Unlocking the Power of Data: Analyzing Starbucks’ Mobile App to Increase Customer Loyalty and Profit

10 min readJul 18, 2020

About the Starbucks Project

In today’s fast-paced world, convenience is key. And for many coffee lovers, nothing is more convenient than being able to purchase their daily fix with just a few taps on their mobile device. This is where Starbucks’ mobile app comes in. Not only does it save customers time during the payment process, but it also provides the company with valuable data on customer habits and usage patterns.

But what exactly can Starbucks do with this data? The answer is simple: use it to increase customer loyalty and profit. By analyzing customer behavior and preferences, the company can craft targeted promotions that are tailored to individual customers. This is where machine learning comes in. By building a model that predicts which offers will be most effective for each customer, Starbucks can make data-driven decisions that drive customer engagement and revenue.

The marketing team at Starbucks has identified three types of offers: BOGO, discounts, and informational offers. The BOGO offer is a customer favorite, allowing them to earn a free coffee when they purchase one. Discount offers also provide value to customers, but require them to spend a certain amount to qualify. And informational offers, while not providing a direct reward, still play an important role in building customer loyalty.

In this project, we will walk you through the process of how Starbucks uses data and machine learning to craft targeted promotions that increase customer loyalty and revenue. By the end of this post, you will have a better understanding of the power of data-driven decision-making and how it can benefit your business mobile app.

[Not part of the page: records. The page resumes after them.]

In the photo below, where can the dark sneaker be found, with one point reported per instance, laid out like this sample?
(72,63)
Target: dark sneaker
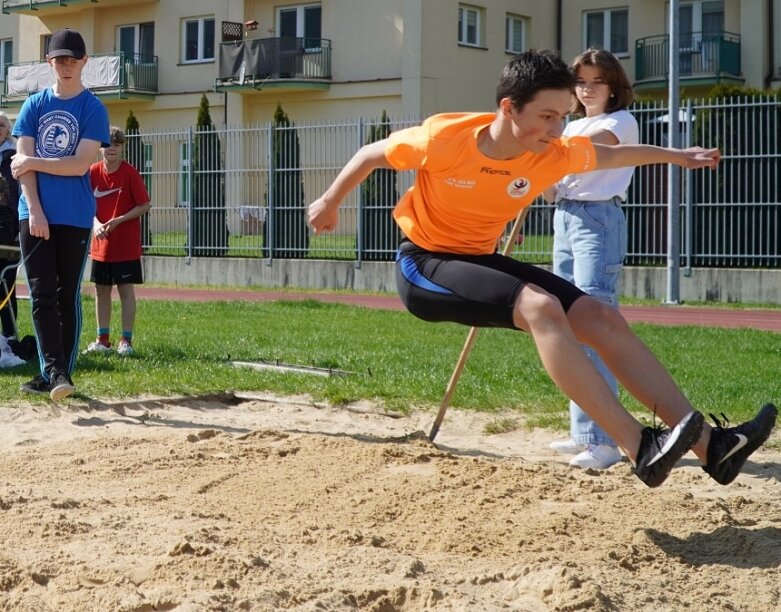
(37,385)
(61,387)
(730,446)
(660,448)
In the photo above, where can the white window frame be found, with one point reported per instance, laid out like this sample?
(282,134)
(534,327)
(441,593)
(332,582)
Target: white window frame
(201,21)
(136,27)
(5,44)
(512,22)
(464,12)
(696,6)
(607,15)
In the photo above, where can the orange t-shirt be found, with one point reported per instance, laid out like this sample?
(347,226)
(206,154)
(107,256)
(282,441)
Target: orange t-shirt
(462,200)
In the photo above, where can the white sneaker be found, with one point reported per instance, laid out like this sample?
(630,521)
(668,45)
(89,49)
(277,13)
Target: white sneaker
(597,457)
(98,347)
(125,349)
(567,447)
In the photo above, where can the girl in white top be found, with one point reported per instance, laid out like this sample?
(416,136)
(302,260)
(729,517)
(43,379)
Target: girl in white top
(590,234)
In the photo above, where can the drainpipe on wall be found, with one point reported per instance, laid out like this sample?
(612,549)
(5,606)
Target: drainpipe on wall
(770,45)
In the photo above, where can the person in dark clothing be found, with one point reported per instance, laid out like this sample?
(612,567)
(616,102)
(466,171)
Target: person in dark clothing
(9,227)
(60,131)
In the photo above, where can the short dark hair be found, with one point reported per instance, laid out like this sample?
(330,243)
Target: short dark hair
(526,74)
(612,73)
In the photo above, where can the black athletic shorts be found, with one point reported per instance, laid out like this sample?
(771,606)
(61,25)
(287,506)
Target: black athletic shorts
(475,290)
(117,272)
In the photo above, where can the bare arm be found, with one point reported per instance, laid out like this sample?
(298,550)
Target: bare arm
(72,165)
(619,156)
(104,229)
(600,137)
(28,183)
(324,212)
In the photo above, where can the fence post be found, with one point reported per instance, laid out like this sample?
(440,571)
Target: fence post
(269,234)
(189,194)
(688,204)
(359,208)
(674,172)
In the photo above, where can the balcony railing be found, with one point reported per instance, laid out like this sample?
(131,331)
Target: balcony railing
(107,73)
(701,54)
(259,60)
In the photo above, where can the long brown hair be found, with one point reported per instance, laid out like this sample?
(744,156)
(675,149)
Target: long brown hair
(621,94)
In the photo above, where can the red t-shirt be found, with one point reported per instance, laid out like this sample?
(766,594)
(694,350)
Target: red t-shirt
(117,193)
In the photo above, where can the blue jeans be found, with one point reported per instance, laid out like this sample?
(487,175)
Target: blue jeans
(589,247)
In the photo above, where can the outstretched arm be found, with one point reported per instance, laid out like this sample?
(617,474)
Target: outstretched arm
(600,137)
(324,212)
(619,156)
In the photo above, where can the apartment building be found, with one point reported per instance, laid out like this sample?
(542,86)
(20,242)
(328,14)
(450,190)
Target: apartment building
(332,59)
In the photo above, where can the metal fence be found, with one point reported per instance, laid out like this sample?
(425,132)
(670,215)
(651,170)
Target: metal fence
(242,191)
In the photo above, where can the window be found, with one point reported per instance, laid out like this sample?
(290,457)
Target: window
(301,22)
(608,29)
(136,40)
(6,55)
(198,39)
(515,34)
(469,25)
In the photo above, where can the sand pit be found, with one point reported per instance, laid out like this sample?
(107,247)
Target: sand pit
(272,503)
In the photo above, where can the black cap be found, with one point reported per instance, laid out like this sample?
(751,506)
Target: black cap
(67,42)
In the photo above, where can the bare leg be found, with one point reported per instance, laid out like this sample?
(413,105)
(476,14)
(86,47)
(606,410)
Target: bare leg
(568,366)
(127,298)
(103,305)
(632,363)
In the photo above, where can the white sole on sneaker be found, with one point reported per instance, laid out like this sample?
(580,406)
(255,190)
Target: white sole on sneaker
(567,447)
(60,392)
(597,457)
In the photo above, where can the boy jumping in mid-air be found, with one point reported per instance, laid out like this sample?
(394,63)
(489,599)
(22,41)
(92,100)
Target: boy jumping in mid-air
(475,172)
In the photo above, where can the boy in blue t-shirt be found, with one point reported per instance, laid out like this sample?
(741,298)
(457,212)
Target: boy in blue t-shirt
(59,131)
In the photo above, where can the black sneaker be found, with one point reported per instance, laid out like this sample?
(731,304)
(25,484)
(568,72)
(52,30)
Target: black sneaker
(37,385)
(730,446)
(61,387)
(660,448)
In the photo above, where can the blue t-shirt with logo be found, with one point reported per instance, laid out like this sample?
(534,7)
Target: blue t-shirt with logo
(58,126)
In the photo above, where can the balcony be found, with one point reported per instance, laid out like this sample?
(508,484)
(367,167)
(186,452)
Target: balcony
(108,75)
(282,62)
(41,8)
(705,59)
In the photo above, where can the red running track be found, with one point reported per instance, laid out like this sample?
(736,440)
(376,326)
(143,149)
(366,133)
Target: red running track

Problems We Will Try to Solve

we aim to increase customer loyalty and profitability for Starbucks by analyzing data from their mobile app. To do this, we must first address several key questions:

Is it possible to predict which individual customers have a high likelihood of completing offers?
Which features are most important in determining which customers to target with offers?
Is there a correlation between gender and offer completion rates, and if so, which gender should be targeted most?

To answer these questions, we will be utilizing data from three sources: portfolio.json, profile.json, and transcript.json. The portfolio.json file contains information about each offer, such as its type, duration, and required spend. The profile.json file contains demographic information about each customer, including their age, gender, and income. The transcript.json file contains information about customer transactions, offers received, viewed, and completed.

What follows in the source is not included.